Loved the dark humor throughout the piece, particularly once Jimmy’s character sets on the stage. The audience was hooting and hollering at so many of his one liners.

Everleigh Brenner and Jack Menzies exude charisma on stage and held the audience in the palm of their hands for the entire 90 minutes, despite both of their characters being incredibly toxic people.

The set design was hands down the most polished thing I’ve seen at Fringe this year. Really transported us to that world. Kudos for packing all that in during the limited load in/out!

What I didn't like

As I walked away and continued to think about the play, I couldn’t help but feel there were perhaps too many conflicting themes here. I keep coming back to the consent/SA thread and feeling that this was competing with the rest of the themes, particularly the public/private image discourse and the exes getting back together discourse. For example, I struggled with the fact that part of me wanted Charlie and Sully to get back together but another part felt icky for wanting that after all that discussion of SA. But that also highlights the intelligence in the writing and the complexity of this piece, as I have been thinking over and over about this.

Similarly, as I walked away I began questioning some of the character logic. Like why was Sully so cold and awkward when he first arrives if it’s later revealed that he’s been pinning for Charlie for a decade. His coldness tracked much better for me until this piece of information was revealed. Similarly I kept questioning why is Sully so angry in the second episode at Charlie’s perceived assault at exposing his SA story if is carrying so much guilt around the other thing that happened. But again, while part of me is questioning these choices after the fact, in true refrigerator logic. In the moment these things did not bother me as much as I was completely immersed in the story and the way it kept turning cards and exposing new truths about these characters.

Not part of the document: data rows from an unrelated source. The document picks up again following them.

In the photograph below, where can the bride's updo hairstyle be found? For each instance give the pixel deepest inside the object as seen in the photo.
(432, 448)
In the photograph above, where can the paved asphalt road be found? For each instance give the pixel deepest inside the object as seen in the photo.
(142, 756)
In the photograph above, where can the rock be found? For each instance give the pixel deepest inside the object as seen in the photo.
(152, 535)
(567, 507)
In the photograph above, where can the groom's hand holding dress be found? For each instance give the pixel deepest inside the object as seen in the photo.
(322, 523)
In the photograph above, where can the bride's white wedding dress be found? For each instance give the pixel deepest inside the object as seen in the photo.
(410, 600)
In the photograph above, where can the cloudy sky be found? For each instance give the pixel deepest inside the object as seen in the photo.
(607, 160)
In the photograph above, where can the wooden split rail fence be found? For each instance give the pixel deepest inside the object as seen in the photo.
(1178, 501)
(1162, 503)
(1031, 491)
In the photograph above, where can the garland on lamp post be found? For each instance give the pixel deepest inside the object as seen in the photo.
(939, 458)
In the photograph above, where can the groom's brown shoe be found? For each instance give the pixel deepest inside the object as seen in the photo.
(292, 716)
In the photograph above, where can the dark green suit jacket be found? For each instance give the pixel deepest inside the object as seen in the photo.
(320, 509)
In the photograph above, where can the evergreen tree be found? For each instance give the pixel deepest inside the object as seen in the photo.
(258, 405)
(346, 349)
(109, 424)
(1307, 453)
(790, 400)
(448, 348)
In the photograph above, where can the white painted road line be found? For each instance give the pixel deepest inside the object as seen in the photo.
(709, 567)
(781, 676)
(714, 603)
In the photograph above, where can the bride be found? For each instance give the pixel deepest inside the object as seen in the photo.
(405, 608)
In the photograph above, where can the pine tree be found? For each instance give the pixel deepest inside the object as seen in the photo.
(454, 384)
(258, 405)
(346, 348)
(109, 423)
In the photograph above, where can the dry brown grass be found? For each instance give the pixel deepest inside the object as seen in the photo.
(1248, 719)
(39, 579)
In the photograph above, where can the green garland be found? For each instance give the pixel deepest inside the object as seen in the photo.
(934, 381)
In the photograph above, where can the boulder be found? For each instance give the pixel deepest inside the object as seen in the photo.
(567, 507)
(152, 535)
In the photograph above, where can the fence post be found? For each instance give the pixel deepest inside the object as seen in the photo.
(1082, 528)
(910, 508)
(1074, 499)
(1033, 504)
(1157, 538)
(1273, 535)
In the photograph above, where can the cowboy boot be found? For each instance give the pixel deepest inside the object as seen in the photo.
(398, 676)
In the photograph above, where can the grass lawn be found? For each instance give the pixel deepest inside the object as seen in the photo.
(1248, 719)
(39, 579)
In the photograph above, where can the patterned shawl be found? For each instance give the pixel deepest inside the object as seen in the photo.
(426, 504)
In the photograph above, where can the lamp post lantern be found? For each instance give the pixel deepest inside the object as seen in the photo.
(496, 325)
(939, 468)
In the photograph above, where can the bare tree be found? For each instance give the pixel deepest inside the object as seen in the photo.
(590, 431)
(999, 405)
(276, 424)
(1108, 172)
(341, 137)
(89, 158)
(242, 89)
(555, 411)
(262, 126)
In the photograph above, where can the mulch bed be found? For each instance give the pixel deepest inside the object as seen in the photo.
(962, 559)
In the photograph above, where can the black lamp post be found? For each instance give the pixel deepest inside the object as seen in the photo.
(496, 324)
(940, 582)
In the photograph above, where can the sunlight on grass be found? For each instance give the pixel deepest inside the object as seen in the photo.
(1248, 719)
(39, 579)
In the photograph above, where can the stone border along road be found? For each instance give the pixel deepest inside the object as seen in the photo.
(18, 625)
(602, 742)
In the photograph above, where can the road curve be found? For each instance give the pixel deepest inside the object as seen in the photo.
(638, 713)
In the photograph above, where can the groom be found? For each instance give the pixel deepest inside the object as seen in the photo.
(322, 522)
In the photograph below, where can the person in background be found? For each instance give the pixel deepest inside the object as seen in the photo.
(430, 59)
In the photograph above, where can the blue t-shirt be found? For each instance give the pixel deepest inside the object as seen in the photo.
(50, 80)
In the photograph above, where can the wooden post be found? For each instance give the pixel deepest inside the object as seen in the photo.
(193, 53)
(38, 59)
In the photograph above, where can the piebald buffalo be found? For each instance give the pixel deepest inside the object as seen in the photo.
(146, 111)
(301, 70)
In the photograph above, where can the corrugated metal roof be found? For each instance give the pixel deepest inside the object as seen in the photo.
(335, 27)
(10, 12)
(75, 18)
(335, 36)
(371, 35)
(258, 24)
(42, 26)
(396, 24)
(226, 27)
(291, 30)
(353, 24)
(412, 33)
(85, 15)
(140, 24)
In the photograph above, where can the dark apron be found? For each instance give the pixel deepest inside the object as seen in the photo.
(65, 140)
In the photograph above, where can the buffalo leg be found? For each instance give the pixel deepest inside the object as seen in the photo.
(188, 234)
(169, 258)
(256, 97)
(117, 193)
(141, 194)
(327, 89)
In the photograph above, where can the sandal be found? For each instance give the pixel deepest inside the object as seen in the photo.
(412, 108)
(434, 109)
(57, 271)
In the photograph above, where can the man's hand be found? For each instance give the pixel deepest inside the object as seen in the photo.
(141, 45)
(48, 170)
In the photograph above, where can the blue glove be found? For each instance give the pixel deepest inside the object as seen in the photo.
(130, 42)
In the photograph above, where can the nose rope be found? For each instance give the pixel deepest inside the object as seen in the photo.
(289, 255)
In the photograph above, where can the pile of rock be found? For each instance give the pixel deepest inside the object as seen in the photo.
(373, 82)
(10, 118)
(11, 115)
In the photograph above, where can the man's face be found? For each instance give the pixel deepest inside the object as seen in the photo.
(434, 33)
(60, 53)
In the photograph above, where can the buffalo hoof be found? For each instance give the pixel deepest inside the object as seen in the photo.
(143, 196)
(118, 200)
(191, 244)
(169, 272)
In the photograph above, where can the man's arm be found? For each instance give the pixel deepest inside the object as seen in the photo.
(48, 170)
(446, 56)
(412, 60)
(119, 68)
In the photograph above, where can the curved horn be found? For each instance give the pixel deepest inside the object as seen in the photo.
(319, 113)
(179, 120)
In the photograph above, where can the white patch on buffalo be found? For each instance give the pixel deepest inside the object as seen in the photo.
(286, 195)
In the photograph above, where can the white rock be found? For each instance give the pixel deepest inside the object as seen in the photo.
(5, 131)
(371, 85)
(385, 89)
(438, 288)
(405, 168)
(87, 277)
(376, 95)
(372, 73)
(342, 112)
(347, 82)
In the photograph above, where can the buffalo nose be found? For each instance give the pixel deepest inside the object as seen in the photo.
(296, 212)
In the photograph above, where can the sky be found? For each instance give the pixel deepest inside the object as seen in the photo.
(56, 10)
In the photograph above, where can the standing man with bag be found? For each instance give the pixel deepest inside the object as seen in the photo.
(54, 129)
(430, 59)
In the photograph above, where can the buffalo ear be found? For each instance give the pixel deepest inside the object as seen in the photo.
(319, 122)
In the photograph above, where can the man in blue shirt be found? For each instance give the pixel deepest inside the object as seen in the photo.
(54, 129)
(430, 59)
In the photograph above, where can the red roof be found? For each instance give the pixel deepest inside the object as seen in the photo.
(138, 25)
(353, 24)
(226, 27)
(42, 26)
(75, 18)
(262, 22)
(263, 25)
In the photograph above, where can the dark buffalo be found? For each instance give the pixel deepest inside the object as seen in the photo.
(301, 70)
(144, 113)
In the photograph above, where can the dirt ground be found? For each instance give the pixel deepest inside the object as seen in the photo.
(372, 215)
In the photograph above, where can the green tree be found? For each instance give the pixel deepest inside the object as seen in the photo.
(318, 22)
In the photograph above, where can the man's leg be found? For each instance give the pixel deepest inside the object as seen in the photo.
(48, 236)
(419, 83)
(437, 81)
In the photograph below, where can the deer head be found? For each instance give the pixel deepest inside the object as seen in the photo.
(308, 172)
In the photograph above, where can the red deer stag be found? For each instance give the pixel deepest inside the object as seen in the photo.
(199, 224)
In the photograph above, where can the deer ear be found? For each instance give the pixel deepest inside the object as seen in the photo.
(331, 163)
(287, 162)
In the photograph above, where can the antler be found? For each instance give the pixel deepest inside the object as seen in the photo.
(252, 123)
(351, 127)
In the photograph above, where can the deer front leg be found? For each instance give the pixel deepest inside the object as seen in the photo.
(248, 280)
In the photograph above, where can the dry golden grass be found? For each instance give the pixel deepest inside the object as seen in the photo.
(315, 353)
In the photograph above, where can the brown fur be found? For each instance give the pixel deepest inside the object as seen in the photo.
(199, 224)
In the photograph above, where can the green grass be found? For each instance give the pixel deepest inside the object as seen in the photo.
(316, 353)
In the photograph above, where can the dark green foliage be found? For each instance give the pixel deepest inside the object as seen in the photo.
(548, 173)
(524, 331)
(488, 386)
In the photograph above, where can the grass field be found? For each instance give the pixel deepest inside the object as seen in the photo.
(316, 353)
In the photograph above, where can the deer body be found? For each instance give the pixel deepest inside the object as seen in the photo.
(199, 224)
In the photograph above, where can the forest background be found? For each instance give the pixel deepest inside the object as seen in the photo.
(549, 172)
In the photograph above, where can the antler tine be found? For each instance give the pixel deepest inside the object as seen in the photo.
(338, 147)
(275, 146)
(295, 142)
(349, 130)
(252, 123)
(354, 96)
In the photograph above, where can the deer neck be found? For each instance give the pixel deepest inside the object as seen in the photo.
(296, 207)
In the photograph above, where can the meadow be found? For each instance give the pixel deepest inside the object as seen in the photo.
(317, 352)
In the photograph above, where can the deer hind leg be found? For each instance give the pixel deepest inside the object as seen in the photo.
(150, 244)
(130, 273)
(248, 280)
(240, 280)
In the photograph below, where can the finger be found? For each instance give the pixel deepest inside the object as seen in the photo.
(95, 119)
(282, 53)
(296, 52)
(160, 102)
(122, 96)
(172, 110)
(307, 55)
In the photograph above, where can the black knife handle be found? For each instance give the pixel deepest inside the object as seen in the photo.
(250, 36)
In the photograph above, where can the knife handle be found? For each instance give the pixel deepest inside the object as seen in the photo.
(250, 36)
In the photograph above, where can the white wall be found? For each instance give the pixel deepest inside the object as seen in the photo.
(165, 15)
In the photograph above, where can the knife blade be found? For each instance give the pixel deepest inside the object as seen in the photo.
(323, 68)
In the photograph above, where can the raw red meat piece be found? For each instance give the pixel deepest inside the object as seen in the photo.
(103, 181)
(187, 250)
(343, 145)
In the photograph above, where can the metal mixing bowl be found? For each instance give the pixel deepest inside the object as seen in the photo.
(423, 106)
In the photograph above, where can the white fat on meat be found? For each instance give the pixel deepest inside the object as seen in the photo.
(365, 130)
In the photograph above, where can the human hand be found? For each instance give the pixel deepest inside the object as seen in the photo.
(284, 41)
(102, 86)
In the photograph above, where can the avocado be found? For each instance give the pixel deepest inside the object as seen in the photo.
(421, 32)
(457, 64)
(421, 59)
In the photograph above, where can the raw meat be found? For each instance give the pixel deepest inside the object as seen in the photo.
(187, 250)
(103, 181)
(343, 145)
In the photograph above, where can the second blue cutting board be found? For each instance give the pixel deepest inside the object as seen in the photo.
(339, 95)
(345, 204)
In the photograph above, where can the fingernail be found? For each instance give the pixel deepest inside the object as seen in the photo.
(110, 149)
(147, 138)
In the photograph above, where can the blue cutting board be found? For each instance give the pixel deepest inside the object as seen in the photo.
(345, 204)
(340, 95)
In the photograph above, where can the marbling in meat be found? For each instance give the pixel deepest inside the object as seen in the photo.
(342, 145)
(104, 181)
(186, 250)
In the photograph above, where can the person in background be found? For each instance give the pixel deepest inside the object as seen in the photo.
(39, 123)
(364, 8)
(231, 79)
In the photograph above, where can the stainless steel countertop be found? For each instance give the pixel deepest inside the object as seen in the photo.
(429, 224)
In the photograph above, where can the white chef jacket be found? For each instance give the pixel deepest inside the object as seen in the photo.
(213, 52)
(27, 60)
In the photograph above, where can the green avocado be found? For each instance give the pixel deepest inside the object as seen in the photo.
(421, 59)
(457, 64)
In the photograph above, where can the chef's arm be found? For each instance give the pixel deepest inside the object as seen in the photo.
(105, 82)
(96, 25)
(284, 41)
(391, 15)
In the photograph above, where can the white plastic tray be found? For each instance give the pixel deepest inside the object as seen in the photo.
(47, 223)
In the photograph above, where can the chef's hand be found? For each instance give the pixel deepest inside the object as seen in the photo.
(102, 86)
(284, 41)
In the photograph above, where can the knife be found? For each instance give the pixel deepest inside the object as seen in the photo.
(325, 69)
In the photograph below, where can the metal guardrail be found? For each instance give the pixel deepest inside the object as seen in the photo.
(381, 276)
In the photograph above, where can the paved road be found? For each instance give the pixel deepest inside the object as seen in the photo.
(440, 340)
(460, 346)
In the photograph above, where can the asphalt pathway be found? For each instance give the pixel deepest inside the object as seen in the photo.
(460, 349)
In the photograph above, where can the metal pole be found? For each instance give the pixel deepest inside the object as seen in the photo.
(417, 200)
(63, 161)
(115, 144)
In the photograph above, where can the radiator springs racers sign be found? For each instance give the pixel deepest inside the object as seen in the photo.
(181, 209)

I truly want more friends to see it so I can dissect this with them.

My overall impression

A scandalous and thought-provoking drama with sprinkles of dark humor (my fave!) that will keep you at the edge of your seat with reveal after reveal that continues to escalate the tension to a crescendo of epic proportions. In 90 minutes, Playback skewers romantic relationships, consent, toxic masculinity, public and private personas and the world of podcasting using that same medium as the vehicle for its critique.
Brilliant! Sharp! Scandalous! A definitely must-watch! Too bad they only have one date left.